Closely aligned to quality is specificity. In many financial areas, products are strictly controlled and how they are sold and advertised can differ or be limited by regulation. Consequently, it’s important to have a way of segmenting which marketing content goes to which audience – and ensure that this is consistent across your organisation!

Use Analytics

Secondly, have analytics in place that can show what content is being consumed. As John Wanamaker said, “half the money I spend on advertising is wasted; the trouble is I don’t know which half” – and the same is true for marketing. You wouldn’t run an event and not solicit feedback, so don’t create content where you can’t measure its success once it’s been distributed. Being able to tell other teams which content is working really well also helps them – and not just by bringing in new customers. If you can tell the sales team that prospects were really engaged with a webinar on the ePrivacy directive, for example, then that also gives them a conversation starter for their next interaction with a prospect.

Get Feedback

Similarly, getting feedback from broader teams is important, either to reinforce that you’re taking the right marketing approach, or to use their insights to fuel your next marketing campaign.
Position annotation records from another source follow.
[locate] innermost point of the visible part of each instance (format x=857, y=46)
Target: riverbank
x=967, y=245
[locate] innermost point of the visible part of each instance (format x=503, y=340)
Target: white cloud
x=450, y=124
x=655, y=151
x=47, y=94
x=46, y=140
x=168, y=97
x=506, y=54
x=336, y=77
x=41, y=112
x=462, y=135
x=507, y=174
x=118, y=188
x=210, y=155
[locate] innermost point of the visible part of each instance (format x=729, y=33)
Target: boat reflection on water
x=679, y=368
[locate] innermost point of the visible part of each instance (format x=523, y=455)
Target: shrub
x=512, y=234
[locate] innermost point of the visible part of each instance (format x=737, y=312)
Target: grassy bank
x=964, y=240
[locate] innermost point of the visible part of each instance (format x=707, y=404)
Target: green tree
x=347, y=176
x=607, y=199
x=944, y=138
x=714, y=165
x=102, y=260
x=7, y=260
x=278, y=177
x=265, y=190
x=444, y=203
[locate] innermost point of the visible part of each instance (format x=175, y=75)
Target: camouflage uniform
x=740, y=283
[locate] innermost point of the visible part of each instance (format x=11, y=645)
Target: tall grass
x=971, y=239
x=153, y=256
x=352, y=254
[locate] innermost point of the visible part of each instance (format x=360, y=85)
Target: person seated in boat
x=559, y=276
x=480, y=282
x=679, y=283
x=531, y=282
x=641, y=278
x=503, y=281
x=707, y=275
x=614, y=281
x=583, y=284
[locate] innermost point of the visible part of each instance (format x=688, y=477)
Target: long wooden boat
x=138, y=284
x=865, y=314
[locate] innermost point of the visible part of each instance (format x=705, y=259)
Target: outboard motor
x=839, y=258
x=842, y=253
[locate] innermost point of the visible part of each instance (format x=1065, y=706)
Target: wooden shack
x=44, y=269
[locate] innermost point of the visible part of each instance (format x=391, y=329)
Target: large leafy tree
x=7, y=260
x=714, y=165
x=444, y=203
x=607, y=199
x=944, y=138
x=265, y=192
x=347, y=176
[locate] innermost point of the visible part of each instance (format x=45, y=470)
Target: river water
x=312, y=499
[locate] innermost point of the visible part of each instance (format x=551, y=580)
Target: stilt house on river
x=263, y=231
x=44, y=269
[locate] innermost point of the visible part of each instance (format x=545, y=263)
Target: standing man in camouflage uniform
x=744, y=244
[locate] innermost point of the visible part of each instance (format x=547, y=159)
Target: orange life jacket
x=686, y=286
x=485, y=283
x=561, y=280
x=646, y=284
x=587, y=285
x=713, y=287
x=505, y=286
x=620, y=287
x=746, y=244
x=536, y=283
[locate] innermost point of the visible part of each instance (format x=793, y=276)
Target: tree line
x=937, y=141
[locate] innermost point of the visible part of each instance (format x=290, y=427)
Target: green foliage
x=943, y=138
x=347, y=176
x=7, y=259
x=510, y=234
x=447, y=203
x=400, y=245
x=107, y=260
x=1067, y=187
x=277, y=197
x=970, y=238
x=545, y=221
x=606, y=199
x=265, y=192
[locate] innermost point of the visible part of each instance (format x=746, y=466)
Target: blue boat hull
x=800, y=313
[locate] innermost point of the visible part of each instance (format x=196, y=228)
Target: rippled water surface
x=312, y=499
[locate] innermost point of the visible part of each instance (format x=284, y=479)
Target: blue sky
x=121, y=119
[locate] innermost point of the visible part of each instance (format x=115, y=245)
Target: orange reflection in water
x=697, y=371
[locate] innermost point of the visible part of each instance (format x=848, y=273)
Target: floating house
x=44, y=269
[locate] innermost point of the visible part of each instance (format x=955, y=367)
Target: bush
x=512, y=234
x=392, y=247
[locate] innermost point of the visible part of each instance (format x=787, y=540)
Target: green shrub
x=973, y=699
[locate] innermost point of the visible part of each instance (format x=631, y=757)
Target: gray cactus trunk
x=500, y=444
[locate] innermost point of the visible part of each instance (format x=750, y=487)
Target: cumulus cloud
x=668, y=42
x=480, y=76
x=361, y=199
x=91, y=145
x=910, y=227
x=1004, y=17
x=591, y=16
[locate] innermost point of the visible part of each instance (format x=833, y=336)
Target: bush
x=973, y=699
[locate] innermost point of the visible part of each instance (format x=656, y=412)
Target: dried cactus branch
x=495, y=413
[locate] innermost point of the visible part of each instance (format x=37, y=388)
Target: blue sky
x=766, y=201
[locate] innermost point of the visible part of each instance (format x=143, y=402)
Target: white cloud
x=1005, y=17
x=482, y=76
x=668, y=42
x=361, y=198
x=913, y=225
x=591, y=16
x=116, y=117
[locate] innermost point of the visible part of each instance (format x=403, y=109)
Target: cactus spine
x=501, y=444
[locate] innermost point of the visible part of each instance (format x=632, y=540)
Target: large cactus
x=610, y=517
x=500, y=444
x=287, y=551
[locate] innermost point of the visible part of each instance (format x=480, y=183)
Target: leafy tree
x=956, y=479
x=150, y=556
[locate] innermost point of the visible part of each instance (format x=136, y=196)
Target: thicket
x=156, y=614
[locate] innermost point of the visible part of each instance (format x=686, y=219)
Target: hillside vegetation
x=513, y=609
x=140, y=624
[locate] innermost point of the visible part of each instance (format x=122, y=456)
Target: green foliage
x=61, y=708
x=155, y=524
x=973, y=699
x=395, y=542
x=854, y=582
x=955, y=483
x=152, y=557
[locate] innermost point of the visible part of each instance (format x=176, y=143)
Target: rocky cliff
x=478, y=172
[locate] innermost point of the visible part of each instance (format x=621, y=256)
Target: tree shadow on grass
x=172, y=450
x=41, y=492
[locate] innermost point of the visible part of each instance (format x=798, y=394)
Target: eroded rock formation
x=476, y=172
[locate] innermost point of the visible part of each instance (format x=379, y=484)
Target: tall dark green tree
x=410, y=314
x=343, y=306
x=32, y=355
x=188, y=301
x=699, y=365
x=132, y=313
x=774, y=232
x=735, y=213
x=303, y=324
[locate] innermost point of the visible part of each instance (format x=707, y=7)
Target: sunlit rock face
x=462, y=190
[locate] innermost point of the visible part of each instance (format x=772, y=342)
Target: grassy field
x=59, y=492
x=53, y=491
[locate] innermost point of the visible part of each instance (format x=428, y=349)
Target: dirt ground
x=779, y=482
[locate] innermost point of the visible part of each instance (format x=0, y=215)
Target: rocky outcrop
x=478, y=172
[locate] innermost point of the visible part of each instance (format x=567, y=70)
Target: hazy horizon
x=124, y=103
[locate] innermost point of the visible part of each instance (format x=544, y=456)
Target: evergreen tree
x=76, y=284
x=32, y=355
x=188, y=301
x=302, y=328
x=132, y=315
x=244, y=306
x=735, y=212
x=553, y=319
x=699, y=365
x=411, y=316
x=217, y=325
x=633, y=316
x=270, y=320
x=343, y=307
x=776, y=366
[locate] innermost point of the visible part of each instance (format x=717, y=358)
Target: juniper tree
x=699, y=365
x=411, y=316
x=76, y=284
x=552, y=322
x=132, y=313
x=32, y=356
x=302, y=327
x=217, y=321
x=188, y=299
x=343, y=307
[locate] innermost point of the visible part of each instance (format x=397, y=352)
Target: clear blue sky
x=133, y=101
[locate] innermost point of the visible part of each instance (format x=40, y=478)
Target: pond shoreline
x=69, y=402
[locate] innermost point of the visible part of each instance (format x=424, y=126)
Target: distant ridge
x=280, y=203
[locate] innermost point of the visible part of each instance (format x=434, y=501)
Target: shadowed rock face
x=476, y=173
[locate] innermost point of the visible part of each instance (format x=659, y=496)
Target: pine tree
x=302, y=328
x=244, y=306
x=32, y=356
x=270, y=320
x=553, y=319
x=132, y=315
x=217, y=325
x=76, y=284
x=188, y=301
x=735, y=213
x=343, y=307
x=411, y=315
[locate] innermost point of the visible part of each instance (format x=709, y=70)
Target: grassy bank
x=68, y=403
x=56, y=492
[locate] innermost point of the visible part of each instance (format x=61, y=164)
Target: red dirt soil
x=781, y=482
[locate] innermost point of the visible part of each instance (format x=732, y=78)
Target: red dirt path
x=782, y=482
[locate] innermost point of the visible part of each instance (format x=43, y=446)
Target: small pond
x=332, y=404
Most large organisations will store and generate a large amount of data every single day, so mining this data to create meaningful insights and translating that into content and approaches that are impactful is extremely important.

Keep Improving

Finally, unless you’re working in a startup, you’re probably not going it alone, so you also need mechanisms to make sure that the content is being communicated and followed-up effectively by all members of the team. This means that tracking what’s been distributed, how it’s been received, as well as providing good training, coaching and performance management of staff, is key.

This also ensures that you can not only do more of what’s been working, but that you can improve things that aren’t. In some ways, it doesn’t matter whether you’re dealing with an underperforming marketing asset or a member of staff – either way, you need to change something and then make sure that it’s improved!

Into the Future

With most western economies drawing a large proportion of their revenue from the service sector (in Germany, for example, this figure stands at around 70%, with the UK at 80%) it’s unsurprising that experience, above price and product, has become a central differentiator. It may have been slower to permeate through B2B organisations in the financial services sector, compared to B2C firms and retail banks, but as budgets tighten through the pandemic and recession, it’s crucial that marketers step up to take on the mantle of being experience champions.

Clearly, this will manifest itself in different ways, but whether it’s better enabling the sales team by producing highly specific content for one prospect, helping a CSM promote a product change because of customer feedback, or simply promoting a new service, the central tenet holds: experience has never been more important.